Well, we made it. Today is 1 October 2012 and the culmination of years of effort on the parts of many. From the talk of ‘hard’ and ‘soft’ compulsion (a full 10 years before Fifty Shades of Grey) to the realisation that this was unstoppable; from the furore over NEST charges to the as-yet unproven admin capabilities of everyone’s favourite truck builder, Tata, it’s never been less than a fascinating journey.
On such a momentous day, one looks outward for something appropriate to quote to mark the occasion. And, as so often, one’s thoughts turn to that great pensions guru, the late, lamented Dr Hunter S Thompson, who never quite said this:
“So listen up Bubba, and listen good, for I am a Doctor of Journalism and I know whereof I speak…the auto-enrolment hog is out of the tunnel and stands, blinking, in the watery sunshine while all around it circle the mediocre hacks with knives out and fear and hatred in their bloodshot eyes waiting to take a slice out of the poor bastard…I expect bad craziness, Bubba, and I expect it soon…”
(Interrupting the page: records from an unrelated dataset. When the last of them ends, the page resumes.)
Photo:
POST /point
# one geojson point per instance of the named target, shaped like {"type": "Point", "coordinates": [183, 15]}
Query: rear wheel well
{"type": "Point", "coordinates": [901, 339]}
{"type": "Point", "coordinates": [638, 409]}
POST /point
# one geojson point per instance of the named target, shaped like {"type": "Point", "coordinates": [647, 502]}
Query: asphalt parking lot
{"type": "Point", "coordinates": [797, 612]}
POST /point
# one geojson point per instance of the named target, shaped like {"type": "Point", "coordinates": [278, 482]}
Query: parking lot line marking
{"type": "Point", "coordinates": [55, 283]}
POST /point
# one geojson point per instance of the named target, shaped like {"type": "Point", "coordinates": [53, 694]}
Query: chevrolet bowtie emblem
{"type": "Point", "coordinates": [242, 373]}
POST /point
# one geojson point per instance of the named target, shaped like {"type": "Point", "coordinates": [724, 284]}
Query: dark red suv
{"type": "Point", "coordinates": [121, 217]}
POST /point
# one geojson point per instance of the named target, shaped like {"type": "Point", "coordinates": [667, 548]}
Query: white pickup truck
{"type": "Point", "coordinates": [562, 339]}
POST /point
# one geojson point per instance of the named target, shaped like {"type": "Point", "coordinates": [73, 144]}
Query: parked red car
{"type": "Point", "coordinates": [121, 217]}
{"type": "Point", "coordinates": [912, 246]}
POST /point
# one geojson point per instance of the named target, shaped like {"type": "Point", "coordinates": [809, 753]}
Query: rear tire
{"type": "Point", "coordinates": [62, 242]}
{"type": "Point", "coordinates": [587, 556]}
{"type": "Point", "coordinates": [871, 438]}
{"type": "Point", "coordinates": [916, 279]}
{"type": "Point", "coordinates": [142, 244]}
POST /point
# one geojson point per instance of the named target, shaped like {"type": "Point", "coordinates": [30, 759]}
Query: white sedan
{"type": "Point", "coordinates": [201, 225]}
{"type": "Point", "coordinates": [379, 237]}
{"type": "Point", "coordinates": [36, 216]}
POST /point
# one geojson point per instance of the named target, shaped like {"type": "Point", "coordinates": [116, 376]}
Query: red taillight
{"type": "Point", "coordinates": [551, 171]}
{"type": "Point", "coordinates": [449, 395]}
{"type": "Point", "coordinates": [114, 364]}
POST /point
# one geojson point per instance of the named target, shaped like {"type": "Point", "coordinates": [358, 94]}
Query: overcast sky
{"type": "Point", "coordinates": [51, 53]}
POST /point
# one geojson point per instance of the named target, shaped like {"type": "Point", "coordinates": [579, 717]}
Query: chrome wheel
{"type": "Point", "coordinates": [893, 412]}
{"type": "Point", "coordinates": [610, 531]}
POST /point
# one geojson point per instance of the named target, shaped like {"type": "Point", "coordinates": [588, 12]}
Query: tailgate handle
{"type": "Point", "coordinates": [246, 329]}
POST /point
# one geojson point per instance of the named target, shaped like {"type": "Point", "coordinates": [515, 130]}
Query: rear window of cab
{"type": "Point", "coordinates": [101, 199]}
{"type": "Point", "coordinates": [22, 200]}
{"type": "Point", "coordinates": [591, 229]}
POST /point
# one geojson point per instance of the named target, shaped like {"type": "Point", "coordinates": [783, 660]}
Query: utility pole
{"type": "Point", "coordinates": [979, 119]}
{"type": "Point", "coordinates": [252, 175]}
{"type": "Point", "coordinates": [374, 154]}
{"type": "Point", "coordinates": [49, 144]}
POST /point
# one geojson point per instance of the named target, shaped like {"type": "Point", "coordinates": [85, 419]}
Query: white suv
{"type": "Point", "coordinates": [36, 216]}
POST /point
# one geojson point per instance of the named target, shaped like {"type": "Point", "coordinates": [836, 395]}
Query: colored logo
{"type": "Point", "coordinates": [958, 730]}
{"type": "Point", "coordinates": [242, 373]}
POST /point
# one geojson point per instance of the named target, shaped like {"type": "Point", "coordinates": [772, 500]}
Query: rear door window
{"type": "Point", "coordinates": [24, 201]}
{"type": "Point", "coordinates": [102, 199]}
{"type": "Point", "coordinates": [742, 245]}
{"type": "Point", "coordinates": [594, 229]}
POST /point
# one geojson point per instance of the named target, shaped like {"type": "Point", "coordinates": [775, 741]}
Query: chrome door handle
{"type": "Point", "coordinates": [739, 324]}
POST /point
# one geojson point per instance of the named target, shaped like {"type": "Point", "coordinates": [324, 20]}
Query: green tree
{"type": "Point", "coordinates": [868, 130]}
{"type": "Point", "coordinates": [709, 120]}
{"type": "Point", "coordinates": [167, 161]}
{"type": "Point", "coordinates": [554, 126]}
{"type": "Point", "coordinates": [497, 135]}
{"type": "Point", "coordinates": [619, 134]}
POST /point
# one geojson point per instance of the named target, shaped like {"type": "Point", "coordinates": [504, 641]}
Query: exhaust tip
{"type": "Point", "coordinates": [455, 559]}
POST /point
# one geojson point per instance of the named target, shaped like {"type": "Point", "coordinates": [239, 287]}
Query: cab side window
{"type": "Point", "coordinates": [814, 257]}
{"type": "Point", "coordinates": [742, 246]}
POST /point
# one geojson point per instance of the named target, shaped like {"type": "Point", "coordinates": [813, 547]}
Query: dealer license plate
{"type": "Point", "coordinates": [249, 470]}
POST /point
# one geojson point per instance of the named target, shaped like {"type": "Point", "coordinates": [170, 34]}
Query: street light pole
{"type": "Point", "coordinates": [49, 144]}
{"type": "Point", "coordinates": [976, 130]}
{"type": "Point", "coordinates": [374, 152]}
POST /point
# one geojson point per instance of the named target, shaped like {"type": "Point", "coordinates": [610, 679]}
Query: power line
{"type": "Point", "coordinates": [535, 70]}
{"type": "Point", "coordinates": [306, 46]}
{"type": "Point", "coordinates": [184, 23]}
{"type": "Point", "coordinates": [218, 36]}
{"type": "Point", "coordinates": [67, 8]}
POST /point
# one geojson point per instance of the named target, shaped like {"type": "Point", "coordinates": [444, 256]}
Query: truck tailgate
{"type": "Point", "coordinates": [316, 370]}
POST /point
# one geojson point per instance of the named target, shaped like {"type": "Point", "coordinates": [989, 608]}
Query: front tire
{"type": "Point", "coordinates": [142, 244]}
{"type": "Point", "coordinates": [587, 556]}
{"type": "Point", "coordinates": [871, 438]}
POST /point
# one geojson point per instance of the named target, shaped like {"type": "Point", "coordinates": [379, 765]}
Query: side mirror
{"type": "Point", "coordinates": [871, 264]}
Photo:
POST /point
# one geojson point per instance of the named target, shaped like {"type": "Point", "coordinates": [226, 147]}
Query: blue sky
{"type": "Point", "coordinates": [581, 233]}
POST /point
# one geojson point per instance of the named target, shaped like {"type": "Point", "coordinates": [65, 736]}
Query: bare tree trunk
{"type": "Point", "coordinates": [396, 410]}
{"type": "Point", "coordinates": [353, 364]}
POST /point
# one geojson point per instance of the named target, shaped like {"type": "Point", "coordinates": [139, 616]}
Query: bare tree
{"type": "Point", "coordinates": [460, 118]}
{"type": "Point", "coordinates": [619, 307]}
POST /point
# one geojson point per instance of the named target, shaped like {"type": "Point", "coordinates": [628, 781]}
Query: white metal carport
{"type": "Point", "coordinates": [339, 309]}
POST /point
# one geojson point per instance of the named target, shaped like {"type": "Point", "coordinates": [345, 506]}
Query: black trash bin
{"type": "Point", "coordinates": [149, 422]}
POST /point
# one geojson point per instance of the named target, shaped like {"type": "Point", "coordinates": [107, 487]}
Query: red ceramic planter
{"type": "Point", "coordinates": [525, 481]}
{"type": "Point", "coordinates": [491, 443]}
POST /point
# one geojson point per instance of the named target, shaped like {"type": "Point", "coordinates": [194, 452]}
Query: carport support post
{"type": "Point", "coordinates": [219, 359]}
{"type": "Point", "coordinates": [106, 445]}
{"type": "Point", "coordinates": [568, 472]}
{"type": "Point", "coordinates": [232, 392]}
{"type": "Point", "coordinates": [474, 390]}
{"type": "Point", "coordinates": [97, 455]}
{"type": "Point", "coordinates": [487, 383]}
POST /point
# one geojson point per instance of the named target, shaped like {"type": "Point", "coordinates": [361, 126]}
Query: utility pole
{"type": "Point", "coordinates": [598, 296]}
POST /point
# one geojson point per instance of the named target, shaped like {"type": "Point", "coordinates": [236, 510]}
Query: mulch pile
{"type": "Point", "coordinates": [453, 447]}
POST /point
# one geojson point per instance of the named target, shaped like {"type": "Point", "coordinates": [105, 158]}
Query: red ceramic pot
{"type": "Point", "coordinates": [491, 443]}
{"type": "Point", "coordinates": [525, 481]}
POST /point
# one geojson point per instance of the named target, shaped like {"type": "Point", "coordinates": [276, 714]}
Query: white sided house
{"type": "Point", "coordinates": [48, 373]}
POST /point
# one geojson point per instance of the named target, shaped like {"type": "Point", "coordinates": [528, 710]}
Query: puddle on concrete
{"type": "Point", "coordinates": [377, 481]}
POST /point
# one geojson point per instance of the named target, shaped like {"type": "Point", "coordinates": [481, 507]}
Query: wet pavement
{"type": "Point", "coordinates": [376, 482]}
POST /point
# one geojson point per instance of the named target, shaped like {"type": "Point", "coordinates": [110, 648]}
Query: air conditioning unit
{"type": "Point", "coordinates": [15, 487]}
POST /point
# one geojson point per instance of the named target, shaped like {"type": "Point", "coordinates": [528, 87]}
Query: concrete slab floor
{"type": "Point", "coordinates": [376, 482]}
I think we can all get next to that, don’t you?
For what it’s worth, here are just a few quick thoughts based on watching this for however many years…
1. It will work – I have no idea how many previously unpensioned staff will heed the call, but some will, maybe lots, and that’s a result.
2. It will get simpler – right now, many employers are wishing that full compulsion was coming in as managing opt-outs is (technical term) a bugger. But as we get movement on PAYE period alignment and software gets more connected and smarter, these pains will ease. I was really impressed with some of the kit on display at the EB Live employee benefits expo last week.
3. It will be another kidney punch to the lifecos – as if they didn’t have enough to worry about, NEST and its low-cost competitors NOW and the People’s Pension are a massive persistency threat to back books. Take this one seriously – it’ll be a slow burn, but within 6-7 years (not long in pension terms) the big insurers will have a markedly different business mix. All those commission-based schemes not so much, as it turned out, of a great idea.
4. It will cause blight for advisers – in research the lang cat conducted recently in association with our friends at The Platforum for our new jointly produced and on-sale-now Corporate Platform Guide (which I commend to you wholeheartedly), employers overwhelmingly want to get AE sorted before considering other shiny stuff, especially corporate ISAs and new platforms.
So there you have it. It’s here and it’s not going away. Today is the first day of what HST might have called The New Pensions Seriousness. A warm(ish) welcome to AE, then, and good luck to those employees who left the opt-out box unticked and are starting their first pension journey.
The statements will still be rubbish, by the way.